Les enjeux du neurodroit
Le neurodroit crée un certain nombre d’enjeux sur le plan juridique. En effet, étudier le cerveau permet d’en extraire les informations pertinentes pour une question donnée. Notamment, en matière de preuve pénale, plusieurs techniques pourraient permettre d’exploiter des pensées afin d’en tirer une information. Ce serait, par exemple, le cas de l’hypnose, de l’exploitation de l’imagerie cérébrale ou encore des détecteurs de mensonge.
Le recours à ces techniques à l’occasion d’un procès pourrait permettre de prouver la culpabilité d’un individu, de déterminer l’étendue de sa conscience, son intention à commettre un crime passé ou futur pourrait bouleverser le procès de demain.
Cependant, comme toute avancée, il convient d’appréhender ses dérives et d’encadrer son exploitation. C’est pourquoi en France, le neurodroit est encore peu fréquent et seule la loi bioéthique de 2011 permet l’utilisation des neurosciences comme élément de preuve pénale.

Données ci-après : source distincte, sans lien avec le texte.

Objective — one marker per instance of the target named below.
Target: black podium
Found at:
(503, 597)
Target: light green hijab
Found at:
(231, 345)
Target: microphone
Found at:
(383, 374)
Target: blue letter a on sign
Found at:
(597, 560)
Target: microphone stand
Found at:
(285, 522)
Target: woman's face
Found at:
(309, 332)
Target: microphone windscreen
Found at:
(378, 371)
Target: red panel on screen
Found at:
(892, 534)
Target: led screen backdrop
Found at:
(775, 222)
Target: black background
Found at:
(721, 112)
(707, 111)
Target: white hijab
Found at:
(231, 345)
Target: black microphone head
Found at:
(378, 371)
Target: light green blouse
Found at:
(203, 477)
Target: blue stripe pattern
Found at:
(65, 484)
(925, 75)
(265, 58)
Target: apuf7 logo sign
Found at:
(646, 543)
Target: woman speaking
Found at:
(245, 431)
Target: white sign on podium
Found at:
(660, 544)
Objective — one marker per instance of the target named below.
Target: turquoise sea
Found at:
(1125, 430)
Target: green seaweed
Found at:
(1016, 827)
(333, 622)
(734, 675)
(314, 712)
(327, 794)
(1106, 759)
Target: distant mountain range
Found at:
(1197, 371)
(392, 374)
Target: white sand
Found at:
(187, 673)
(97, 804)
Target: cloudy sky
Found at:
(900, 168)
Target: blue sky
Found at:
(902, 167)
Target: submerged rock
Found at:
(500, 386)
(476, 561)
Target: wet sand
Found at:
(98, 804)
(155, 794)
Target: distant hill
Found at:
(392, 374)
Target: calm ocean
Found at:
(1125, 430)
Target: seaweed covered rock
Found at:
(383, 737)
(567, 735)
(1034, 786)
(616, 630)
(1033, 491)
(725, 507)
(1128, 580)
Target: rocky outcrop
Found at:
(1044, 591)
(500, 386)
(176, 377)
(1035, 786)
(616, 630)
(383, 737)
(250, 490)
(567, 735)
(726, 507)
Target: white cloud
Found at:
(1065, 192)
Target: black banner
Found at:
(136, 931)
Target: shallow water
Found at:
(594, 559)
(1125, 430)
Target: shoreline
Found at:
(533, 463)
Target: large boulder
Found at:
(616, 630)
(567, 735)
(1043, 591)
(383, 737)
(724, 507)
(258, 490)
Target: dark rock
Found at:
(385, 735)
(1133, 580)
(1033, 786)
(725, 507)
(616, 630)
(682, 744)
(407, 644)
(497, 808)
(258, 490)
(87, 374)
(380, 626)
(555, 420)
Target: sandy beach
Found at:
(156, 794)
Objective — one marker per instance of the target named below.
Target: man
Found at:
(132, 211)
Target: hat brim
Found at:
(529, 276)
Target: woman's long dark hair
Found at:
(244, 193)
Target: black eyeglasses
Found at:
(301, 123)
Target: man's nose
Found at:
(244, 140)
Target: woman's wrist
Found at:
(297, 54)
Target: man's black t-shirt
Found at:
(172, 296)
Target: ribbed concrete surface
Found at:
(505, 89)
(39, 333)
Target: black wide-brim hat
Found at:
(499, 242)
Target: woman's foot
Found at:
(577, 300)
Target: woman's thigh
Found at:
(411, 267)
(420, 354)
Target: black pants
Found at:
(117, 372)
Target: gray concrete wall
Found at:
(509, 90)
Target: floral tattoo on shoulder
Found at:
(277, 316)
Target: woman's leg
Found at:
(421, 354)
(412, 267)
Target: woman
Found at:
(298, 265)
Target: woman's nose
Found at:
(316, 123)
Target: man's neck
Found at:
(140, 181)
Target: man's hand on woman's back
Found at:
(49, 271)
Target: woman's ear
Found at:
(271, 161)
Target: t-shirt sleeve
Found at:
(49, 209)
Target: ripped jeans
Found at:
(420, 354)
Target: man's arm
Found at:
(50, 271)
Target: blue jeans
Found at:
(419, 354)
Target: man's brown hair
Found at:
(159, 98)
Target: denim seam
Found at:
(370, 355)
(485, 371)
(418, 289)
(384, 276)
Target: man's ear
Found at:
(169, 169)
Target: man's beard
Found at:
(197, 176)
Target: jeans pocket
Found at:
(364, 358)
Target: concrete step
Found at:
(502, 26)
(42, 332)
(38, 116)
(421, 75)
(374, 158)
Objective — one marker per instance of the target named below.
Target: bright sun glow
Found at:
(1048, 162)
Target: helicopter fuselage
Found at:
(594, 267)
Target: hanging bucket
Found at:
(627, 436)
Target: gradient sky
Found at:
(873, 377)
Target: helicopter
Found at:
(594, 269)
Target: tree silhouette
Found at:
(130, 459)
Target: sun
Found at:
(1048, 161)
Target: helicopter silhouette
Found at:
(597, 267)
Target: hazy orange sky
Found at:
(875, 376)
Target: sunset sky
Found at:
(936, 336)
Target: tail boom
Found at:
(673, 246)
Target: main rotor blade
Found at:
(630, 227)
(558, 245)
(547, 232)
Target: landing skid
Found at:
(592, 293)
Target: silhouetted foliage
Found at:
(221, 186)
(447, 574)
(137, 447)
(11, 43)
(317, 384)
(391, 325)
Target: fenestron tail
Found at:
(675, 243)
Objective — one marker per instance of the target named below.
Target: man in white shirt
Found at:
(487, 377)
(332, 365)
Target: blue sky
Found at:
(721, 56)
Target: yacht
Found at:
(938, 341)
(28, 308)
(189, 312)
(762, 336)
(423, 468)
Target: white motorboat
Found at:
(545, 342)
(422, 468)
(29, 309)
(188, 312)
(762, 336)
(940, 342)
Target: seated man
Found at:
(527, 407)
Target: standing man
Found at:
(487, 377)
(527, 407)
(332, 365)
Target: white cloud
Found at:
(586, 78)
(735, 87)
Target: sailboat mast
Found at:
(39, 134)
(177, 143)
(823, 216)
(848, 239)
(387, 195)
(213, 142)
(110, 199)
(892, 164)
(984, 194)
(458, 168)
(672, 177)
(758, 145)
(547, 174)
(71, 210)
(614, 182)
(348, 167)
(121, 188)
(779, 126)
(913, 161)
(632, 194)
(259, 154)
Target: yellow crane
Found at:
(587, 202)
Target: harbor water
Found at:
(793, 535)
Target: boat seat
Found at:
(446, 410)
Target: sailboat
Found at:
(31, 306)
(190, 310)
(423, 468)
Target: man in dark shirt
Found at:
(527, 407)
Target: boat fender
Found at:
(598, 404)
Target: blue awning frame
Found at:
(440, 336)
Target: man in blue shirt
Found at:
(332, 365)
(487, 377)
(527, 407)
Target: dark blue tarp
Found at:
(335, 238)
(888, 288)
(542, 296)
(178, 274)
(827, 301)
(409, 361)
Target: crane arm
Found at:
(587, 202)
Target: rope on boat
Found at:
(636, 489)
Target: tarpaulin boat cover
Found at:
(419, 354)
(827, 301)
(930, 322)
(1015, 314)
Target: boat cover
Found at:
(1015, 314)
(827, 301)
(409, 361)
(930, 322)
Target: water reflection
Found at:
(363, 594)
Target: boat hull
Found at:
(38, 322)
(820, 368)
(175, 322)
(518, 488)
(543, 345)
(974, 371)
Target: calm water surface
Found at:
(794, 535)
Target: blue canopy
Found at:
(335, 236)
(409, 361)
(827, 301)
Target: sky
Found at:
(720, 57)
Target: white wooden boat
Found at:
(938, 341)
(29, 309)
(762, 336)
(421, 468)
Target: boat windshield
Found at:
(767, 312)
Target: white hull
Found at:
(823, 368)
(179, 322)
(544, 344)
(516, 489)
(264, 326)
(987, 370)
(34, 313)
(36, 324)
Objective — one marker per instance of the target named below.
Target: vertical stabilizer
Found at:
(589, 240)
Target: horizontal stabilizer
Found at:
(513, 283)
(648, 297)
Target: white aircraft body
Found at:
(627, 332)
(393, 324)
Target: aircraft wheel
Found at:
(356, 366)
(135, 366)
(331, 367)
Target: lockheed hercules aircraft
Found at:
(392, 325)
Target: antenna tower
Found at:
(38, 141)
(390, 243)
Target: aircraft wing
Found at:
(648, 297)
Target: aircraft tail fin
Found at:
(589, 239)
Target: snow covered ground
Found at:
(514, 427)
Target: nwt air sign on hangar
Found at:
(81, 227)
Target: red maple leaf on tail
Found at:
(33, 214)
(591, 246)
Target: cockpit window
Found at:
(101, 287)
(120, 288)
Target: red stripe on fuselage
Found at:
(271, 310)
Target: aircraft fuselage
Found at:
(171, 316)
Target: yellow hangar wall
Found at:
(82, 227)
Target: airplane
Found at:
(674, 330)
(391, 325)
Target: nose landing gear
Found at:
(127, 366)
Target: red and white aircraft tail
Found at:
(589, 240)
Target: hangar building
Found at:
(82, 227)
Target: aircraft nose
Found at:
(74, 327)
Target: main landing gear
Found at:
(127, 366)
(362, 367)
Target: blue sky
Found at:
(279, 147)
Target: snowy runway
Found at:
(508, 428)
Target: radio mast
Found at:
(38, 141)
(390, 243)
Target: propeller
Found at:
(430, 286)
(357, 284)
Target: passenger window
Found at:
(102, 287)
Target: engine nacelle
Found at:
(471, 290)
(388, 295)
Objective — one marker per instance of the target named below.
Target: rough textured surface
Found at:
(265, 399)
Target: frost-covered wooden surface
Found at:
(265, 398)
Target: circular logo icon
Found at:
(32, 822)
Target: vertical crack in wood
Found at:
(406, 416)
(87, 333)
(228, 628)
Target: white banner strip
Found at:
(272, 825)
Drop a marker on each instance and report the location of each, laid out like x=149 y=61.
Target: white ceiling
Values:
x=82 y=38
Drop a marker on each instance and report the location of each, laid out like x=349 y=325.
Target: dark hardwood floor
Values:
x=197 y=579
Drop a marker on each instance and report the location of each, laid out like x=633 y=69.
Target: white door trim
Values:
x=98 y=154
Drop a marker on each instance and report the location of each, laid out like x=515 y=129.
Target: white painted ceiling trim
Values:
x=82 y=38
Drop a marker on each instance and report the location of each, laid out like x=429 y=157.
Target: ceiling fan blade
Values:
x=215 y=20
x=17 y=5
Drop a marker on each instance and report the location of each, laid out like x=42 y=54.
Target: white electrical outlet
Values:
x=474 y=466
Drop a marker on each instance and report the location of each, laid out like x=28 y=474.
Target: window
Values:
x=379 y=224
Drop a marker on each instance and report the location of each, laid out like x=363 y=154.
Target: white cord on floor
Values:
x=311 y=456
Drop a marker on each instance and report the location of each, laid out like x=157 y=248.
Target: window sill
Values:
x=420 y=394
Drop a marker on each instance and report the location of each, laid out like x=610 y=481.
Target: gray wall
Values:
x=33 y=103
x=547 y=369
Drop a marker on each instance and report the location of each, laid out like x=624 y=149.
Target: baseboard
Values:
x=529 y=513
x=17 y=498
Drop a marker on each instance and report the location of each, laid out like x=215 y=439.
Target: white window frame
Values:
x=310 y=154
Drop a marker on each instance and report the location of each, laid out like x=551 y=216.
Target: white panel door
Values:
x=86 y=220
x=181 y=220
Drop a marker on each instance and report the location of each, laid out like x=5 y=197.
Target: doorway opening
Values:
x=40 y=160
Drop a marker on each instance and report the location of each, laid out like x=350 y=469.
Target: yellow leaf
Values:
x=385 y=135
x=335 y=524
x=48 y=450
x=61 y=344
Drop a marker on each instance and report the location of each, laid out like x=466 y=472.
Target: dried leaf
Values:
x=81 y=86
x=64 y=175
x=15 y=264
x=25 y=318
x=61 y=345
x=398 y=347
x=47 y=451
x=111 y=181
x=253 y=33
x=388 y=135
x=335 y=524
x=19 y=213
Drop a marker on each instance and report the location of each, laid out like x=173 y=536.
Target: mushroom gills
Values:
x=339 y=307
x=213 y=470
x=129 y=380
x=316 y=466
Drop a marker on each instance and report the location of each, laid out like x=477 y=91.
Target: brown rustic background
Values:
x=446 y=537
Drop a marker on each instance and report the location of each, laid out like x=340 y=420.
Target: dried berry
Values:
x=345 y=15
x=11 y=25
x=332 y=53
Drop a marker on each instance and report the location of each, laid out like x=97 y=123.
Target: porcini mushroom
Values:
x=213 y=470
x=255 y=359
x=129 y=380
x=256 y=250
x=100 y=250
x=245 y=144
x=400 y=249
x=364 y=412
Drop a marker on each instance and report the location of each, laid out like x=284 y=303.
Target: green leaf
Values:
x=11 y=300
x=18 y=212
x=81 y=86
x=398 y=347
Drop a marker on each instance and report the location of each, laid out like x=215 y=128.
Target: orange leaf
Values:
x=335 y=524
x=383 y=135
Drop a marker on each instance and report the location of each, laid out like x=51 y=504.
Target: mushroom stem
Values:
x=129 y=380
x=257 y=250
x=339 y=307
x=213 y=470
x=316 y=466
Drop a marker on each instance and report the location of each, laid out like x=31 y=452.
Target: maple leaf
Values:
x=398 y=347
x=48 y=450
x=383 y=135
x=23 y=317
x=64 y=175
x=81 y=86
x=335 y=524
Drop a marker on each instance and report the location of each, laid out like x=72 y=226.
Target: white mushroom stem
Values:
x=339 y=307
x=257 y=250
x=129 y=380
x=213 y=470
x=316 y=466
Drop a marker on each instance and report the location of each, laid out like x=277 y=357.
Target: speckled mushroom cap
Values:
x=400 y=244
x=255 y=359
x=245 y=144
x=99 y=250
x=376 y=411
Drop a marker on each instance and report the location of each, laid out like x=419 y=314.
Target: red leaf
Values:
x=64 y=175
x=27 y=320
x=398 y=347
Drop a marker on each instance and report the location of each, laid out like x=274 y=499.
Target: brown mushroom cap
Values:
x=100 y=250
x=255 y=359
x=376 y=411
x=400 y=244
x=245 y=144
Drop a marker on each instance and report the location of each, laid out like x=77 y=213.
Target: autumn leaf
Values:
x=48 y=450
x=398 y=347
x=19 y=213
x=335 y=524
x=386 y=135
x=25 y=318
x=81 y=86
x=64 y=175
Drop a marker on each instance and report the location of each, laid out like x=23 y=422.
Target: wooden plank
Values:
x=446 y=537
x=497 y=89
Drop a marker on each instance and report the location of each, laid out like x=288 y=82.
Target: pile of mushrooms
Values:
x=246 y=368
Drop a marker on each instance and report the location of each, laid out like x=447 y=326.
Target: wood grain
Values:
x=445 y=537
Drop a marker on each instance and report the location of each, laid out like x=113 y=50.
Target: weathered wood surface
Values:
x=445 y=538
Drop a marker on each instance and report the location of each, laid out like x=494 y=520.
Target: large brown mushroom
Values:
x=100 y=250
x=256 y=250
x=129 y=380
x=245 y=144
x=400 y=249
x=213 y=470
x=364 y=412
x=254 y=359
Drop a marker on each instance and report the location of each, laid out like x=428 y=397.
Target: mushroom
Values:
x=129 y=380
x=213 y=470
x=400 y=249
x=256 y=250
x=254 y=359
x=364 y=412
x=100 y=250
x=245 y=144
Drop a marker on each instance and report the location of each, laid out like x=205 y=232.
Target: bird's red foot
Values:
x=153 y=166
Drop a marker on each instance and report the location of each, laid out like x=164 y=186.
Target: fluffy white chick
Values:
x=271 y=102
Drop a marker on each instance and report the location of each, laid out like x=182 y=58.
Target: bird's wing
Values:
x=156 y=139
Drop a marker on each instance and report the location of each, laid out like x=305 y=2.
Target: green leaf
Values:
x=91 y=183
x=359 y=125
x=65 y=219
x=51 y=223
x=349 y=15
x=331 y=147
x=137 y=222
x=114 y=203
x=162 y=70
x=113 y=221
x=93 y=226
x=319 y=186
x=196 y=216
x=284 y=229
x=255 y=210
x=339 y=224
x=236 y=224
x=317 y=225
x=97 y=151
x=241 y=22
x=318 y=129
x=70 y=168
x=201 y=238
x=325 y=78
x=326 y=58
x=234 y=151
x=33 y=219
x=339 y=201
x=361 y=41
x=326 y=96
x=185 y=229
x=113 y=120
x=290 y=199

Le neurodroit vise ainsi l’utilisation des informations recueillies à l’occasion de l’étude du cerveau pour une exploitation légale. L’utilisation du neurodroit peut avoir un objectif :
- répressif : afin de confondre un criminel ;
- préventif : afin de prévenir le passage à l’acte d’un individu identifié comme dangereux ;
- thérapeutique : afin de développer des méthodes de remédiation.
Virginie Bensoussan Brulé
Debora Cohen
Lexing Contentieux numérique
(1) Loi n° 2011-814 du 7 juillet 2011 relative à la bioéthique, art. 45 : Neurosciences et imagerie cérébrale.
(2) Les Etats généraux 2018 de la bioéthique.
(3) Fédération pour la recherche sur le cerveau, les neurosciences.
(4) Laura Pignatel, Victor Geneves, État de l’art « droit et neurosciences », HAL Sciences de l’Homme et de la Société, 1er mars 2017.